Simultaneously, a drought in Brazil is driving up coffee prices. Coffee futures — the financial market exchange for coffee — have increased 57 percent this year.
Price hikes are expected to continue in York County and across the country during the second quarter, analysts said.
"It's going to be a bad couple months, at least three to six months," said Michael Montgomery, an economist at IHS Global Insight.
The biggest impact on consumers is that it puts them in a bad mood, he said.
"Gas and food prices are seen most by consumers. They're very sensitive to those. They notice when pot roast goes up 10 cents," Montgomery said.
A 3 or 4 percent increase on a grocery bill adds about $3 or $4 to a $100 grocery bill, and that's enough for shoppers to take notice, he said.

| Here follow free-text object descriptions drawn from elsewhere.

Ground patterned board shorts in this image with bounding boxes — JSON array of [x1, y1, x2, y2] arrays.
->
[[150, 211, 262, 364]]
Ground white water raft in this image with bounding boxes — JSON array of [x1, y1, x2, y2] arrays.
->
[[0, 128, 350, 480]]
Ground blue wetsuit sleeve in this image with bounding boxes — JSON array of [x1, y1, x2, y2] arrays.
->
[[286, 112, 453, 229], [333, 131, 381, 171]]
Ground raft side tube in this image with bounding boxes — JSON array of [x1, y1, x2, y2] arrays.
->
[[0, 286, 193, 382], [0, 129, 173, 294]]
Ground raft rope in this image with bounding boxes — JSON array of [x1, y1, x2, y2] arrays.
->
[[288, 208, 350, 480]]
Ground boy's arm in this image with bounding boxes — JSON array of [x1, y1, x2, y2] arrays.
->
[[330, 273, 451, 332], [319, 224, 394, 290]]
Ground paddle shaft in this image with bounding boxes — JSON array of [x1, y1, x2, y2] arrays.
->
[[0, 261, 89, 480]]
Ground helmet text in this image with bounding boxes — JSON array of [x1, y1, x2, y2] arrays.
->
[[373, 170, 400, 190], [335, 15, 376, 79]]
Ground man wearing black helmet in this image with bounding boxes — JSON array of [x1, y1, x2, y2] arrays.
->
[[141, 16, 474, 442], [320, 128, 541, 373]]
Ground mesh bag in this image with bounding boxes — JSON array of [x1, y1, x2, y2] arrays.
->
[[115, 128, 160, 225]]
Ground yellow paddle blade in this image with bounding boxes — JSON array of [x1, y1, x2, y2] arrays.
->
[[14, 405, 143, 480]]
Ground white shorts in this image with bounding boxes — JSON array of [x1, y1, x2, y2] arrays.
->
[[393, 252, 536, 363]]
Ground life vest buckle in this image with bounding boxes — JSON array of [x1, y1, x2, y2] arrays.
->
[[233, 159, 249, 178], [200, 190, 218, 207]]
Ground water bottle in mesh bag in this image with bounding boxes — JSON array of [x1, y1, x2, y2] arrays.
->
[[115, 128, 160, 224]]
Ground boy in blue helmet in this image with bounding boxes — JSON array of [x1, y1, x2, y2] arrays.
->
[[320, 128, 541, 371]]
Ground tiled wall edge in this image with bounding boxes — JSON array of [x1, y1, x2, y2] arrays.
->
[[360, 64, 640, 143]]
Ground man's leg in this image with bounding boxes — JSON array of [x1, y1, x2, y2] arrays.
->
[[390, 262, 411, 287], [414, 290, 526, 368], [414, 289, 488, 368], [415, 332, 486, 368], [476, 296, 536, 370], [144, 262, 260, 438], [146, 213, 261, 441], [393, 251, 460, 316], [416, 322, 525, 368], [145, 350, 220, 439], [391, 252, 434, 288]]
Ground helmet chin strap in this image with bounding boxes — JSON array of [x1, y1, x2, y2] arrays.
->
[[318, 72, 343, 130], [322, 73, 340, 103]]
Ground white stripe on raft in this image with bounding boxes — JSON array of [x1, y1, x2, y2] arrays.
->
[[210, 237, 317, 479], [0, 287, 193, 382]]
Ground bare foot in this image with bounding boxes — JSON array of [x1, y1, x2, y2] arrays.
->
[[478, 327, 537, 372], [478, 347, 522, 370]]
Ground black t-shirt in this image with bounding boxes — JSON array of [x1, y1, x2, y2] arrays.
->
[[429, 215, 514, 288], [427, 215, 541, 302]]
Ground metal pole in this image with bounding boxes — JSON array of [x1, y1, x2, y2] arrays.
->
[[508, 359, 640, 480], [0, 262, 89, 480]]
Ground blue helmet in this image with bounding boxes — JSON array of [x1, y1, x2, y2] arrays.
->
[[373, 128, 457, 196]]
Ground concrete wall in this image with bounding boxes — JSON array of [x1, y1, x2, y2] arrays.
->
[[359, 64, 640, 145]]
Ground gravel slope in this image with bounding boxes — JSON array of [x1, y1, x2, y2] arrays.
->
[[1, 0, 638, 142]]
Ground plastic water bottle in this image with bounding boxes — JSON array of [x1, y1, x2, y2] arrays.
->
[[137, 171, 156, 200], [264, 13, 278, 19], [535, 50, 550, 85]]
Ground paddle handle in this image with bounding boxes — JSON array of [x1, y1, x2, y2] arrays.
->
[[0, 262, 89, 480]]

"It's real, not a phantom. It does cost more to go to the grocery store," Montgomery said.
Search for savings: Most consumers adapt to the higher prices by saving on other items. Customers will start looking for deals and coupons, and grocery chains will accommodate those shoppers, he said.
"Giant recognizes that family budgets are tight, and they continue to negotiate strong, promotional Bonus Buys with vendors on behalf of customers," said spokeswoman Laura Jacobs.
Weis is also trying to keep prices as low as possible, said spokesman Dennis Curtin.
"We've absorbed more than half of the cost increase — and have focused on holding our everyday retails as best we can. We're priced at the minimum price set by the milk marketing board — and not a penny higher — which means we sell at the lowest legally allowable price in (Pennsylvania)," he said.
The majority of consumers will cut where they can and find a way to make their food budgets work, Montgomery said.
"But people don't like changing their behavior. These price increases might not break the bank, but people will find them very annoying," he said.